Module1: Introduction
 
The power industry across the globe is experiencing a radical change in its business as well as in an operational model where, the vertically integrated utilities are being unbundled and opened up for competition with private players. This enables an end to the era of monopoly. Right from its inception, running the power system was supposed to be a task of esoteric quality. The electric power was then looked upon as a service. Control consisting of planning and operational tasks was administered by a single entity or utility. The vertical integration of all tasks gave rise to the term – vertically integrated utility. The arrangement of the earlier setup of the power sector was characterized by operation of a single utility generating, transmitting and distributing electrical energy in its area of operation. Thus, these utilities enjoyed monopoly in their area of operation. They were often termed as monopoly utilities.
 
Why were earlier utilities the ‘monopolies'? The reason for monopoly can be traced right back to the early days when electricity was comparatively a new technology. The skeptical attitude of the government towards electricity led to investment by private players into the power sector, who in turn, demanded for the monopoly in their area of operation.
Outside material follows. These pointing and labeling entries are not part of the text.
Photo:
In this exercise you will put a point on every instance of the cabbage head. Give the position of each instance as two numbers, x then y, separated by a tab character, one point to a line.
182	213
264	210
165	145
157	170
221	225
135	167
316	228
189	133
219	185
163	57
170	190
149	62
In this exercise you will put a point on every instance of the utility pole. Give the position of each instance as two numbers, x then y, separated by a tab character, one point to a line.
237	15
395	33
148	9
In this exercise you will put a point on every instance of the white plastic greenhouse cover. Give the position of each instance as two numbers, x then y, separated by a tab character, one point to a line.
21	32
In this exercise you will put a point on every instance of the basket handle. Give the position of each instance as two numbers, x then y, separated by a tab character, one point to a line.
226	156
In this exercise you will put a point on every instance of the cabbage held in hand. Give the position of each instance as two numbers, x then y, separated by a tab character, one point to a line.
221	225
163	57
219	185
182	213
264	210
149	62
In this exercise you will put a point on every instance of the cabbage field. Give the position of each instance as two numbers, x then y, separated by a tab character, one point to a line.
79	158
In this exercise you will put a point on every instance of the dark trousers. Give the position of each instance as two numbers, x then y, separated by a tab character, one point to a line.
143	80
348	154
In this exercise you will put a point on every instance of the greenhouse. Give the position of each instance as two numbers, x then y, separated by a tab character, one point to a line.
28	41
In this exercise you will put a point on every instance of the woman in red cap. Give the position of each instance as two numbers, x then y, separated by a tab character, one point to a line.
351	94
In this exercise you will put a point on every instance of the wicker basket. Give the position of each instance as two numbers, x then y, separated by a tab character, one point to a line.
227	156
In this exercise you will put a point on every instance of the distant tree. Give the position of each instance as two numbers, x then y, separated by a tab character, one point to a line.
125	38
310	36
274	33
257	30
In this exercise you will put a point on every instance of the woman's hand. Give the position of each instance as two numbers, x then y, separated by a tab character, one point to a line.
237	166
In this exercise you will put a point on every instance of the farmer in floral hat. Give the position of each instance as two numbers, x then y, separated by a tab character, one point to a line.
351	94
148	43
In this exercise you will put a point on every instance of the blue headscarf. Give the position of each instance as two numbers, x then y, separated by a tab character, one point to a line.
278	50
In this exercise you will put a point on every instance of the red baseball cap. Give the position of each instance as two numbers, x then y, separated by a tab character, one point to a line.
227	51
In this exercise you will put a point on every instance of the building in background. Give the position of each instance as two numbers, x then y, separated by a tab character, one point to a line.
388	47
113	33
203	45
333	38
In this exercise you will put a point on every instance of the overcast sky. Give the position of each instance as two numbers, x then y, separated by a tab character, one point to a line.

This created a win-win situation for both- government and the electrical technology promoters. However, the government would not let the private players enjoy the monopoly and exploit the end consumer and hence introduced regulation in the business. Thus, the power industries of initial era became regulated monopoly utilities . The structure of a conventional vertically integrated utility is shown in Figure 1.1. As evident from the figure, there was only a single utility with whom the customer dealt with. Thus, only two entities existed in the power business: a monopolist utility and the customer.

 
 
Fig 1.1
 
What does ‘regulation’ mean? The regulations are generally imposed by the government or the government authority. These essentially represent a set of rules or framework that the government has imposed so as to run the system smoothly and with discipline, without undue advantage to any particular entity at the cost of end consumer. All practical power systems of earlier days used to be regulated by the government. This was obviously so. The old era power industries were vertically integrated utilities and enjoyed monopoly in their area of operation. Whenever a monopoly is sensed in any sector, it is natural for the government to step in and set up a framework of way of doing business, in order to protect end consumer interests. Some of the characteristics of monopoly utility are:
 
  1. Single utility in one area of operation enjoying monopoly.
  2. Regulated Framework: The utility should work under the business framework setup by the government.
  3. Universal Supply Obligation (USO): Utility should provide power to all those customers who demand for it.
  4. Regulated Costs: The return on the utility's investments is regulated by the government.
 
In a nutshell, regulation is about checking the prices of the monopolist in the absence of private players and market forces.